Agriculture : les chiffres clés

Actualités

Publié le 31 juillet 2025

Laetitia Chalandon

Tracteur Jean-Charles

L'avenir de l'agriculture s'impose dans le débat public

La pétition contre la loi Duplomb a recueilli plus de deux millions de signatures. Un événement historique. Cette mobilisation civile inédite témoigne de deux choses :

  • Une demande transpartisane pour intégrer dans les méthodes de production agricole plus d'intérêts communs,
  • Un rejet profond du passage en force et un regret du manque de débat démocratique

C'est l'histoire d'un sujet qui se voulait technique, à destination de quelques-uns et qui se voit propulsé dans le débat public sans préparation ni anticipation.

Ce qui se joue, c'est l’opportunité de nouer un sentiment de proximité avec un sujet qui nous concerne toutes et tous : que mettons-nous dans nos assiettes et comment prendre part aux décisions et aux orientations nationales ?

La question des pesticides a fait terreaux communs et montre que le système actuel est à bout de souffle. Nous vous avons préparé un recueil de chiffres et de données afin de prendre de la hauteur, et comprendre les obsolescences du modèle agricole actuel. Car c'est bien à cet endroit que doit se tenir le débat. Quelle agriculture voulons-nous préparer pour demain ?

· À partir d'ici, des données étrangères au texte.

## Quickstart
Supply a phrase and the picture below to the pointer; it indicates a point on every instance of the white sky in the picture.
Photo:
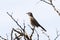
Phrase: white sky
(43, 12)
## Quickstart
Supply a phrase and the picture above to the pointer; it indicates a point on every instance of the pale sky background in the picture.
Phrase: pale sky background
(44, 14)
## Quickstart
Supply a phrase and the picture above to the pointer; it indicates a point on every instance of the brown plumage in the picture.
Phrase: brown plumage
(34, 21)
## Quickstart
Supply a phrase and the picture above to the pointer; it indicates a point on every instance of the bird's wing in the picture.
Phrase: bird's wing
(35, 23)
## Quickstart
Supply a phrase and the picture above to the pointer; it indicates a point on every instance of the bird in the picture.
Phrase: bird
(33, 21)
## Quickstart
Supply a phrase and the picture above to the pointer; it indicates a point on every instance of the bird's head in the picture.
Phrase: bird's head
(30, 14)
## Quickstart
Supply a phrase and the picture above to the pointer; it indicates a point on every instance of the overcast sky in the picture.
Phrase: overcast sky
(44, 14)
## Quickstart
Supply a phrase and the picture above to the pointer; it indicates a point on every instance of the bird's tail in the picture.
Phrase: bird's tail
(43, 28)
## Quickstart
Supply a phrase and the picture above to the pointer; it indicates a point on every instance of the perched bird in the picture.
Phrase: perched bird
(34, 21)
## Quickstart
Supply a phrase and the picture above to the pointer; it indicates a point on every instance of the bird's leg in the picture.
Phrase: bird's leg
(32, 32)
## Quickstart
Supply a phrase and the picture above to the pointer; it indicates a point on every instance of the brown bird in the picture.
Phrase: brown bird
(34, 21)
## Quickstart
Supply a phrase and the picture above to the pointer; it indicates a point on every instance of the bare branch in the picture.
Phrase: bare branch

Les demandes des agriculteurs :

  • Vivre dignement de leur métier : être rémunérés pour ce qu’ils produisent, et non par les aides ;
  • Être considérés à leur juste valeur : ne pas être les derniers maillons du rouage, sans mot à dire sur les accords de libre-échange, la fixation des prix, ou l’organisation des filières ;
  • Sortir de l’écrasement administratif et des intermédiaires ;
  • Accéder à un rythme de vie soutenable et anticiper l’adaptation au changement climatique ;
  • Pouvoir transmettre leur exploitation au moment de la retraite.

Disposition clés de la loi Duplomb :

1. Conseil et vente de produits phytopharmaceutiques (Article 1er)

Suppression de l'obligation de séparation entre la vente et le conseil en matière de phytopharmaceutiques (règlements abrogés) ;

Rendre facultatif le conseil stratégique phytosanitaire

2. Réintroductions exceptionnelles de néonicotinoïdes (Article 2)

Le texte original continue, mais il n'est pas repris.